Dies zeigt, dass es sich um ein aktiv funktionierendes Format handelt, das seine Funktionsweise flexibel an den sich ändernden und anspruchsvollen internationalen Kontext anpassen kann […] Die bisher von einzelnen Ländern unternommenen Schritte zeigen, wie wir auf mehrdimensionale Eskalationen reagieren sollten“, und betonte, dass das Treffen stattgefunden habe, „um einerseits [unsere] Solidarität mit der Tschechischen Republik zu unterstreichen, aber auch um darüber nachzudenken, wie es weitergehen soll, wie wir reagieren und was wir anderen Verbündeten nahelegen sollen.“
„Russlands aggressive Aktionen dürfen nicht unbemerkt bleiben“
„Ich möchte Ihnen versichern, dass alle Länder der Visegrád-Gruppe, obwohl sie sich in vielen Bereichen unterscheiden, davon überzeugt sind, dass unsere Sicherheit von höchster Bedeutung ist und dass Russlands aggressive Aktionen nicht unbemerkt bleiben dürfen.
Wir werden gemeinsam in der EU und der NATO weitere Maßnahmen ergreifen, um Russland davon zu überzeugen, dass Angriffe auf westliche Demokratien und andere Länder kostspielig sind und dass die Kosten dafür steigen werden.
Unsere Botschaft an Russland ist klar: Dialog ist ein besseres Mittel, um Ziele zu erreichen als militärische Gewalt oder chemische Waffen“, fügte er hinzu.
„Die gesamte Europäische Union sollte ihre Solidarität mit der Tschechischen Republik zum Ausdruck bringen“
Vom Radiosender TOK FM befragt, betonte der polnische Unterstaatssekretär Paweł Jabłoński (Auswärtige Angelegenheiten) seinerseits, dass „wir als enger Verbündeter und engster Nachbar der Tschechischen Republik auf diese Weise unsere Solidarität zum Ausdruck bringen wollen.

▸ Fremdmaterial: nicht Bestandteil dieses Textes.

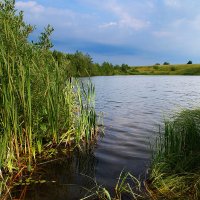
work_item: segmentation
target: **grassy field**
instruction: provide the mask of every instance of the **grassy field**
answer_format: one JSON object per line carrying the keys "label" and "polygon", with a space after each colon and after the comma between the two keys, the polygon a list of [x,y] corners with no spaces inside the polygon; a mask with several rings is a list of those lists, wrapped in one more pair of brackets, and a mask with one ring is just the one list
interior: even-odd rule
{"label": "grassy field", "polygon": [[132,75],[200,75],[200,64],[153,65],[131,67]]}

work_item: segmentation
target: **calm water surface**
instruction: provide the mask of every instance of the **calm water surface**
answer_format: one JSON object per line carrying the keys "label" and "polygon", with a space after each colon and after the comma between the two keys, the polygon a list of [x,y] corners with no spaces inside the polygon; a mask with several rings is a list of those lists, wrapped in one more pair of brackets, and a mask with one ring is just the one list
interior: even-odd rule
{"label": "calm water surface", "polygon": [[25,199],[80,199],[83,187],[94,186],[88,176],[112,190],[123,169],[144,176],[150,143],[164,118],[200,105],[199,76],[93,77],[92,82],[96,110],[104,114],[105,136],[94,153],[41,166],[39,176],[48,182],[26,188]]}

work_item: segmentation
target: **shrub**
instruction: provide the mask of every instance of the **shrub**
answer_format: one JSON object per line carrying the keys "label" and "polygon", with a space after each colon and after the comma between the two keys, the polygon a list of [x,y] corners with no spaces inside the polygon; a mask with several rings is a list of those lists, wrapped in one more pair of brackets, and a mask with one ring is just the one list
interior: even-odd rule
{"label": "shrub", "polygon": [[169,62],[164,62],[163,65],[170,65],[170,63]]}

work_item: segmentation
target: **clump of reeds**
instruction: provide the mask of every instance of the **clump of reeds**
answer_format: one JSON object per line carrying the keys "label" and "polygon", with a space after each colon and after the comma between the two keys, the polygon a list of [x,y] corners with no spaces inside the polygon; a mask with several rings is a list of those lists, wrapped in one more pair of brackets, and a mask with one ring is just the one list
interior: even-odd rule
{"label": "clump of reeds", "polygon": [[166,121],[156,142],[147,189],[155,199],[200,198],[200,110]]}
{"label": "clump of reeds", "polygon": [[[62,143],[88,147],[96,134],[94,86],[88,83],[82,88],[71,81],[48,45],[28,42],[32,30],[23,13],[16,13],[14,1],[0,2],[0,179],[4,182],[13,173],[30,170],[44,149]],[[0,184],[0,193],[4,186]]]}

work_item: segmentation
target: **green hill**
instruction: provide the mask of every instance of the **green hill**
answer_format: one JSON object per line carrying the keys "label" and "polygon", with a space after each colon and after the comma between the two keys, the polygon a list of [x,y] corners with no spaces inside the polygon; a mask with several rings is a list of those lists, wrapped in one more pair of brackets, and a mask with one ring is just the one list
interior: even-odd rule
{"label": "green hill", "polygon": [[200,64],[153,65],[130,67],[132,75],[200,75]]}

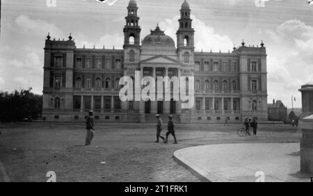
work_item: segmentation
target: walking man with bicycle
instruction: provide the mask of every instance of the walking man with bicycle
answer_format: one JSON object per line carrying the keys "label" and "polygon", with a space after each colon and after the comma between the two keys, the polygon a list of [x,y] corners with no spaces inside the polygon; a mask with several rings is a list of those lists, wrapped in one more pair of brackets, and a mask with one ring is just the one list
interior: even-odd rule
{"label": "walking man with bicycle", "polygon": [[87,129],[87,135],[86,136],[86,142],[85,145],[89,145],[91,143],[91,140],[93,138],[95,129],[93,128],[93,111],[89,111],[89,115],[87,117],[87,120],[86,122],[86,129]]}

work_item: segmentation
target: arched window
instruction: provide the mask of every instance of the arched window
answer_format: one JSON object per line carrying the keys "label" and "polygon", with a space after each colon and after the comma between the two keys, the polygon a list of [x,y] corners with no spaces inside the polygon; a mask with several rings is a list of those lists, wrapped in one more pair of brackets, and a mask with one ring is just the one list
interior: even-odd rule
{"label": "arched window", "polygon": [[129,51],[129,62],[135,62],[135,52],[133,50]]}
{"label": "arched window", "polygon": [[96,79],[96,82],[95,82],[95,88],[97,90],[101,90],[101,79],[99,78],[97,78]]}
{"label": "arched window", "polygon": [[200,89],[200,81],[195,81],[195,90]]}
{"label": "arched window", "polygon": [[189,63],[189,53],[187,51],[184,54],[184,62],[185,63]]}
{"label": "arched window", "polygon": [[81,78],[77,78],[76,79],[75,88],[76,88],[76,89],[81,89]]}
{"label": "arched window", "polygon": [[232,82],[232,90],[237,90],[237,85],[236,84],[236,81],[233,81]]}
{"label": "arched window", "polygon": [[252,101],[252,111],[257,111],[257,100],[253,100]]}
{"label": "arched window", "polygon": [[228,83],[227,81],[223,81],[223,90],[227,90],[228,89]]}
{"label": "arched window", "polygon": [[120,79],[115,79],[115,88],[120,88]]}
{"label": "arched window", "polygon": [[210,89],[210,83],[209,82],[209,81],[204,81],[204,88],[205,88],[205,90]]}
{"label": "arched window", "polygon": [[184,46],[187,47],[189,45],[189,37],[188,35],[186,35],[185,38],[184,38]]}
{"label": "arched window", "polygon": [[86,79],[86,90],[90,90],[91,89],[91,79],[90,78],[87,78]]}
{"label": "arched window", "polygon": [[213,82],[214,85],[214,90],[218,90],[218,81],[214,81]]}
{"label": "arched window", "polygon": [[106,88],[111,88],[111,79],[106,79]]}
{"label": "arched window", "polygon": [[61,108],[61,99],[58,97],[56,97],[54,99],[54,108],[60,109]]}
{"label": "arched window", "polygon": [[135,35],[134,34],[131,34],[128,39],[129,39],[128,40],[128,42],[129,42],[129,44],[135,44]]}

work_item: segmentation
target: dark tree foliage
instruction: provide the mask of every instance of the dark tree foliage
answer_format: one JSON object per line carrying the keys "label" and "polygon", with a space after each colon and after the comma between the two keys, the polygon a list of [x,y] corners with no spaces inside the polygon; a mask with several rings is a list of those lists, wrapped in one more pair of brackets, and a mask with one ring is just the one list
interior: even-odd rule
{"label": "dark tree foliage", "polygon": [[22,121],[24,118],[38,119],[42,112],[42,96],[31,92],[31,88],[0,92],[0,121]]}

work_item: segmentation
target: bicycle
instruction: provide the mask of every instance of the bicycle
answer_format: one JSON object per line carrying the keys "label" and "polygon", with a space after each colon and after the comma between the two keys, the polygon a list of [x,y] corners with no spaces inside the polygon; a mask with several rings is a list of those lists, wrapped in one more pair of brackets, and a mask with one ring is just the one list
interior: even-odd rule
{"label": "bicycle", "polygon": [[237,129],[237,135],[239,137],[243,137],[246,136],[246,127],[241,126]]}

Wir glauben, dass unsere gesamte Region, die gesamte Europäische Union – weil es sich um einen Angriff auf ein EU-Mitglied handelt – ihre Solidarität mit der Tschechischen Republik zum Ausdruck bringen und angemessen auf die Aktionen Russlands reagieren sollte.“
Mäßigung durch Ungarn?
Laut dem Portal Euractiv ließ Ministerpräsident Viktor Orbán den Text der von Polen vorbereiteten Erklärung dahingehend ändern, der ursprünglich erklärte, dass das Nord-Stream-2-Pipeline-Projekt „die Energiesicherheit Europas beeinträchtigen“ würde.
Auch Ungarn hat nach den gegenseitigen Ausweisungen von Diplomaten zwischen der Tschechischen Republik und Russland keine Diplomaten ausgewiesen. Polen wies fünf russische Botschaftsmitarbeiter aus, die Slowakei drei.
Ungarn ist das V4-Land mit der größten Abhängigkeit von russischer Energie (Öl, Gas und Uran). Es ist auch das einzige EU-Land, das den Impfstoff Sputnik V zugelassen hat und verwendet.